Evaluation and treatment of symptoms of depression may improve or maintain cognitive functioning in some older patients diagnosed with mild cognitive impairment, according to a new study co-authored by a Boston University School of Public Health (BUSPH) researcher.
The study, published in the Journal of Alzheimer’s Disease, demonstrated that measuring neuropsychiatric symptoms such as depression, anxiety, agitation, and irritability helps to predict who will progress from normal cognition (NC) to Mild Cognitive Impairment (MCI), and then who will either progress from MCI to Alzheimer’s disease (AD) dementia or revert back to NC.
“Although further research is needed, these results will help design better clinical trial studies for Alzheimer’s disease in the future,” says Dr. Yorghos Tripodis, research associate professor of biostatistics at BUSPH.
The researchers analyzed data from 6,763 individuals participating in research studies at 34 Alzheimer’s Disease Centers across the U.S. that are currently or were previously funded by the National Institute on Aging. The participants, whose average age was 72, received annual neurologic examinations and evaluations of their memory and cognitive functioning as well as their neuropsychiatric symptoms. Partners (e.g. significant others) also rated participants’ neuropsychiatric symptoms and level of functioning. Participants were diagnosed at each evaluation as either cognitively normal, MCI, or AD dementia by teams of doctors. All participants in this study were cognitively normal at the time of their first examination and were then followed from 2 to 12 years, with an average of 5 years.

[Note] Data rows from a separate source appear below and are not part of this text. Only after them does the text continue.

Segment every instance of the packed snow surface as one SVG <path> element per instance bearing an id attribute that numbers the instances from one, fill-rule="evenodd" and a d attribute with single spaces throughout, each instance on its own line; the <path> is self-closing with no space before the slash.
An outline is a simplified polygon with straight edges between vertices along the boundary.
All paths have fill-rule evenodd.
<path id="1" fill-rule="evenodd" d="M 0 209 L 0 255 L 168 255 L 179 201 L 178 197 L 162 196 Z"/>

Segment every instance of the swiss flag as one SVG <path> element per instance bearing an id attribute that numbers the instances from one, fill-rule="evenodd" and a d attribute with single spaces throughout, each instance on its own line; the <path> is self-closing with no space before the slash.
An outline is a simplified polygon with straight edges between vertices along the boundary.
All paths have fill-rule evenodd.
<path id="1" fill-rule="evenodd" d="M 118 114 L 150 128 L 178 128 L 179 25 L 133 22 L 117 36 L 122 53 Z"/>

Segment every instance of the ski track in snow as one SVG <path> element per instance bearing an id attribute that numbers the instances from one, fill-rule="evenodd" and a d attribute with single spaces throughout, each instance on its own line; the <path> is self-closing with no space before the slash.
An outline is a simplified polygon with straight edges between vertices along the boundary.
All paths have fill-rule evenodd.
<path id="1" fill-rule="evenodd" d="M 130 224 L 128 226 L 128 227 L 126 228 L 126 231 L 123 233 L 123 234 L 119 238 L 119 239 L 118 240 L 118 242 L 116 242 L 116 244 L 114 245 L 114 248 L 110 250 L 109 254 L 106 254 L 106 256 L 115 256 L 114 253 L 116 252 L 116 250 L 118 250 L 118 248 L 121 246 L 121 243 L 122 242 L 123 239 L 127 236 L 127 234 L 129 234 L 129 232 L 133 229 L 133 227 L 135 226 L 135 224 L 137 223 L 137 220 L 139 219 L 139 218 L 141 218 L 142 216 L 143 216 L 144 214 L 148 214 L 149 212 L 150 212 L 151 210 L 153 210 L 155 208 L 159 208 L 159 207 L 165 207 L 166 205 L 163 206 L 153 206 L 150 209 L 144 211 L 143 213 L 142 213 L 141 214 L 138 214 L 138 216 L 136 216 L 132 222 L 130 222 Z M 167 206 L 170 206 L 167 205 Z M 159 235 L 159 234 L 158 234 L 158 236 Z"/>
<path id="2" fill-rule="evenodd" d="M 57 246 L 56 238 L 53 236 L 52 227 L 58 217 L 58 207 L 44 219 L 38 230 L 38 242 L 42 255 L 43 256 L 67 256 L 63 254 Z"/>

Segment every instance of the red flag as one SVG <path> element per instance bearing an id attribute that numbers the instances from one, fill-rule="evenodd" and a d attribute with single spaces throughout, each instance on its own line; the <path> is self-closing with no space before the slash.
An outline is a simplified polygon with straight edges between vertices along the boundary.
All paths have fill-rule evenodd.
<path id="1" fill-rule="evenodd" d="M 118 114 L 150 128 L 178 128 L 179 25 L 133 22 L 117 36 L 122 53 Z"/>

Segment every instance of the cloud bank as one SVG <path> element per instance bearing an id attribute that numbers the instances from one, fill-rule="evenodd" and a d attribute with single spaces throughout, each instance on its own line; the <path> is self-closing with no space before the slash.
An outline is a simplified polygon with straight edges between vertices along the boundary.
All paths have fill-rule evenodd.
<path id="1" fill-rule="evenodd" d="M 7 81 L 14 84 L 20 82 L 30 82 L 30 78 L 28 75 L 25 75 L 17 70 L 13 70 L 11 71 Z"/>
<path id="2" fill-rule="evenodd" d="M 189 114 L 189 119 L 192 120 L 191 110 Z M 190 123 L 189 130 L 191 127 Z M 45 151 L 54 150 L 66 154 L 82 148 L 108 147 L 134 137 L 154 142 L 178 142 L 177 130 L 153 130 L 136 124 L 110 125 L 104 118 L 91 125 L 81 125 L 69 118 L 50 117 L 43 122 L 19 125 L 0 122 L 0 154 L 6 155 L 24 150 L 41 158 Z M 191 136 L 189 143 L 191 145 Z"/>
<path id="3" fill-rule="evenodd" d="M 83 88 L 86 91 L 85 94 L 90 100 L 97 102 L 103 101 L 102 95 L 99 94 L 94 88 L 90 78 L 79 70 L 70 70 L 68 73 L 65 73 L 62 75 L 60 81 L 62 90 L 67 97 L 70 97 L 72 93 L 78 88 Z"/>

Of the participants, 1,121 converted from NC to MCI; of those, 324 reverted back to NC and 242 progressed to AD dementia. The results showed that individuals with normal cognition were more likely to progress to MCI if they had more depression, anxiety, or other mood symptoms. Similarly, people who had progressed to MCI were more likely to progress even further to AD dementia if they had more of these neuropsychiatric symptoms. Approximately one-third of the participants who had progressed to MCI reverted back to normal cognition, and the participants who reverted back had significantly lower neuropsychiatric symptoms and a greater reduction in depression symptoms. In particular, the researchers noted that improvements in depression and mood symptoms led to a greater likelihood of cognitive improvement.